Com base naquela que tem sido a minha experiência nesta área, diria que, mais uma vez, o bilhete mais barato só por si não cria novos públicos. Facilita o acesso a quem frequenta com alguma regularidade, mas não é incentivo suficiente para trazer novas pessoas aos teatros e salas de espectáculos. Tal como acontece nos museus, a formação de novos públicos é o resultado de uma direcção artística que programa assumindo este mesmo objectivo, da acção do serviço educativo e de uma estratégia de marketing que produzirá o ‘embrulho’ certo para esta oferta. As pessoas estão dispostas a pagar para assistir a espectáculos que consideram que não podem perder. Mesmo nesta altura de crise, as salas esgotadas não têm sido um fenómeno raro.
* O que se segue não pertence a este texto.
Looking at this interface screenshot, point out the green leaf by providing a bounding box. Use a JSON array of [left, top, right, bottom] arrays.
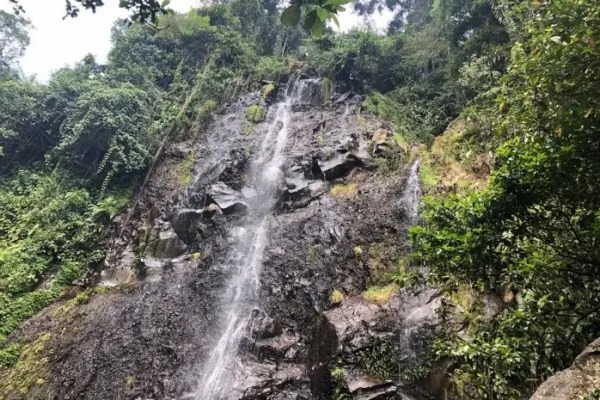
[[303, 10, 318, 30], [281, 5, 302, 26], [325, 0, 353, 6], [331, 12, 340, 28], [311, 20, 323, 37], [160, 0, 170, 7], [317, 8, 329, 22]]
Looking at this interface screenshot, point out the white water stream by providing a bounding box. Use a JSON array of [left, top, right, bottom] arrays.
[[401, 159, 421, 226], [188, 79, 319, 400]]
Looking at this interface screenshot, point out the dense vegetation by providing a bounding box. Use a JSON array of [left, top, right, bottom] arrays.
[[411, 0, 600, 398], [1, 0, 599, 398]]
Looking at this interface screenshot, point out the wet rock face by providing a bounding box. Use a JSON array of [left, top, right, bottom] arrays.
[[4, 86, 434, 400]]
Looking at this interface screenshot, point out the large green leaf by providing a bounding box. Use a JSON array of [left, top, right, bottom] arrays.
[[311, 19, 323, 37], [280, 4, 301, 26], [317, 8, 329, 22], [303, 9, 318, 30]]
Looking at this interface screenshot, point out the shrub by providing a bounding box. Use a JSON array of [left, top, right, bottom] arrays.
[[246, 104, 266, 123]]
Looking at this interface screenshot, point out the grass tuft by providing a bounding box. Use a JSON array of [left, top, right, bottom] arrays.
[[363, 284, 399, 305], [331, 183, 358, 199]]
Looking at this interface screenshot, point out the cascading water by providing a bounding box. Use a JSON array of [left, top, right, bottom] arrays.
[[400, 159, 421, 226], [397, 159, 428, 390], [187, 79, 319, 400]]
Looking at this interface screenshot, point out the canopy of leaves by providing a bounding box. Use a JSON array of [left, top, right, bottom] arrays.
[[412, 0, 600, 397]]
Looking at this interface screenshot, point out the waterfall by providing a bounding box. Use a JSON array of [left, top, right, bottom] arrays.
[[187, 79, 319, 400], [400, 159, 421, 226], [397, 159, 427, 390]]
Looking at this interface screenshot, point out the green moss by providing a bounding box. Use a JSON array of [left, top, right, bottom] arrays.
[[176, 152, 195, 188], [393, 132, 408, 152], [194, 99, 217, 123], [418, 153, 442, 191], [330, 289, 344, 304], [353, 246, 363, 261], [242, 125, 254, 136], [331, 367, 345, 382], [54, 286, 109, 317], [331, 183, 358, 199], [125, 375, 137, 387], [262, 83, 275, 99], [0, 333, 51, 398], [308, 244, 321, 264], [246, 104, 266, 123]]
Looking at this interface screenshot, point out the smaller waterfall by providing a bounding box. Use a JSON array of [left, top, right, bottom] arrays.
[[188, 78, 322, 400], [396, 159, 431, 397], [400, 159, 421, 226]]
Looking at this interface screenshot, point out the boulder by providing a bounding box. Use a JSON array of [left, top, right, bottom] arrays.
[[371, 128, 391, 155], [148, 230, 187, 259], [530, 337, 600, 400], [208, 182, 248, 214], [170, 208, 203, 234], [319, 153, 361, 180]]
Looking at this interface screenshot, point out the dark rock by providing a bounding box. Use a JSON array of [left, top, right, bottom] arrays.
[[208, 182, 248, 214], [319, 153, 361, 180], [148, 230, 187, 259], [170, 208, 204, 243]]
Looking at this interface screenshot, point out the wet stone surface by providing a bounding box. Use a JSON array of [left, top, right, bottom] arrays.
[[4, 84, 437, 400]]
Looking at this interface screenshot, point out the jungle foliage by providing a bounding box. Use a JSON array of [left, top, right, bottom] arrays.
[[411, 0, 600, 398], [1, 0, 599, 398]]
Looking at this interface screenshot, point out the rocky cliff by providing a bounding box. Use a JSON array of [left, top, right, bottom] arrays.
[[0, 79, 438, 400]]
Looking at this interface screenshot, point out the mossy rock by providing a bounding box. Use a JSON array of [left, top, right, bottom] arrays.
[[0, 333, 52, 398], [246, 104, 266, 123], [262, 83, 276, 99]]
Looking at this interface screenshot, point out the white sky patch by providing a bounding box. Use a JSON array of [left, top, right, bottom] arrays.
[[0, 0, 199, 82], [336, 8, 393, 33], [0, 0, 392, 82]]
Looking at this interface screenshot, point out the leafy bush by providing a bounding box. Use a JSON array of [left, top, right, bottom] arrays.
[[0, 171, 124, 352], [412, 0, 600, 397]]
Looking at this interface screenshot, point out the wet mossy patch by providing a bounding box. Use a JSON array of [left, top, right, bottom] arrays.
[[0, 333, 52, 399], [246, 104, 266, 123]]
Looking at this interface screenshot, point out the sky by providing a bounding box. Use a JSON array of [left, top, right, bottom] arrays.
[[0, 0, 392, 82]]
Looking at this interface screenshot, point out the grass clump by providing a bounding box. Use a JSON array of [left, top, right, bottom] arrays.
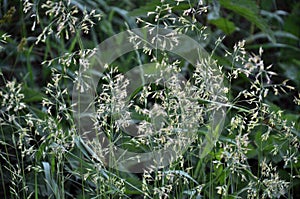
[[1, 0, 299, 198]]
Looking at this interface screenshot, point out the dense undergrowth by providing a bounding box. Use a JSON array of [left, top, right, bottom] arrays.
[[0, 0, 300, 198]]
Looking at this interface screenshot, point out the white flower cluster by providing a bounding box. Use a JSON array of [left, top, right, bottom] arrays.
[[0, 79, 26, 112], [22, 0, 101, 43]]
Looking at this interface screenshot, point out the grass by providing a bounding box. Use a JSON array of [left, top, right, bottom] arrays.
[[0, 0, 300, 198]]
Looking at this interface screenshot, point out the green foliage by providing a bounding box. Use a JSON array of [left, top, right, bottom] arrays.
[[219, 0, 275, 42]]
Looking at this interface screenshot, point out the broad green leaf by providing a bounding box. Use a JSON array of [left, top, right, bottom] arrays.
[[128, 0, 190, 17], [281, 60, 300, 87], [284, 2, 300, 37], [128, 0, 161, 17], [209, 18, 236, 34], [22, 86, 45, 103], [220, 0, 276, 43]]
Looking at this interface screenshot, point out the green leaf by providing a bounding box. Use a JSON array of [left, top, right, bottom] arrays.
[[163, 170, 199, 185], [283, 2, 300, 37], [220, 0, 276, 43], [245, 31, 299, 43], [128, 0, 190, 17], [127, 0, 160, 17], [209, 18, 236, 34], [260, 10, 287, 25], [246, 43, 300, 52], [42, 161, 61, 198], [22, 86, 45, 103]]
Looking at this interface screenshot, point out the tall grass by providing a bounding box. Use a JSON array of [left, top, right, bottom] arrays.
[[0, 0, 299, 198]]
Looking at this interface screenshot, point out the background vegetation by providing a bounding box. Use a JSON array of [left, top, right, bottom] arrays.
[[0, 0, 299, 198]]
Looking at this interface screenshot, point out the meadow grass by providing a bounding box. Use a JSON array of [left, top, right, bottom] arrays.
[[0, 0, 299, 198]]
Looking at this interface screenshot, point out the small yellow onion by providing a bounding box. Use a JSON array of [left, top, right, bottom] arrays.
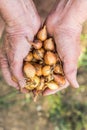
[[55, 53, 61, 63], [34, 63, 42, 76], [33, 48, 45, 60], [44, 51, 57, 65], [25, 76, 40, 90], [31, 76, 40, 88], [37, 25, 47, 41], [36, 78, 45, 91], [24, 52, 33, 62], [42, 65, 51, 76], [23, 63, 36, 78], [45, 74, 54, 82], [44, 38, 55, 51], [54, 64, 64, 75], [46, 81, 59, 90], [53, 74, 66, 85], [30, 40, 42, 49], [24, 82, 33, 90]]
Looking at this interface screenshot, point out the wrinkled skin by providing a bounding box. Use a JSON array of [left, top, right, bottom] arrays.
[[0, 0, 87, 95], [0, 0, 41, 91], [43, 0, 87, 95]]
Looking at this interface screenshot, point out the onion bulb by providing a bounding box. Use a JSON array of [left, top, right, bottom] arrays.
[[30, 40, 42, 49], [54, 64, 64, 75], [53, 74, 66, 85], [36, 78, 44, 91], [44, 51, 57, 65], [33, 48, 45, 60], [44, 38, 55, 51], [45, 74, 54, 82], [24, 52, 33, 62], [37, 26, 47, 41], [23, 63, 36, 78], [42, 65, 51, 76], [31, 76, 40, 88], [34, 63, 42, 76], [46, 81, 58, 90]]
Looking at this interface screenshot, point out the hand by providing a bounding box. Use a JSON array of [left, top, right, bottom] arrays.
[[0, 0, 41, 91], [44, 0, 87, 95], [0, 16, 5, 38]]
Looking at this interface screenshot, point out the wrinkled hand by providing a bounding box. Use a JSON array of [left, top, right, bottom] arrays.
[[0, 0, 41, 91], [44, 0, 87, 95]]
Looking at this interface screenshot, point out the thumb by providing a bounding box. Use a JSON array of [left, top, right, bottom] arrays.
[[63, 56, 79, 88], [10, 37, 31, 88], [54, 28, 81, 88]]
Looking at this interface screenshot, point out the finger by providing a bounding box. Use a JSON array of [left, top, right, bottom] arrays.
[[54, 29, 81, 88], [63, 56, 79, 88], [43, 80, 69, 96], [46, 0, 73, 35], [0, 50, 18, 89], [0, 16, 5, 38], [10, 37, 31, 88]]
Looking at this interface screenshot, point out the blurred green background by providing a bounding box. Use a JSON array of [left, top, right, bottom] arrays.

Portanto, e para concluir, diria que, por um lado, é preciso conhecer bem o mercado em que estamos a actuar e saber estabelecer o preço certo para cada produto. E o preço certo é aquilo que o público está disposto a pagar. Por outro lado, é necessário questionarmos a eficácia da gratuitidade como meio para a formação de novos públicos. Estudos de público e observações empíricas apontam para um caminho muito diferente para se atingir este fim.

Agradeço especialmente a CF e RC os seus comentários prévios sobre este texto.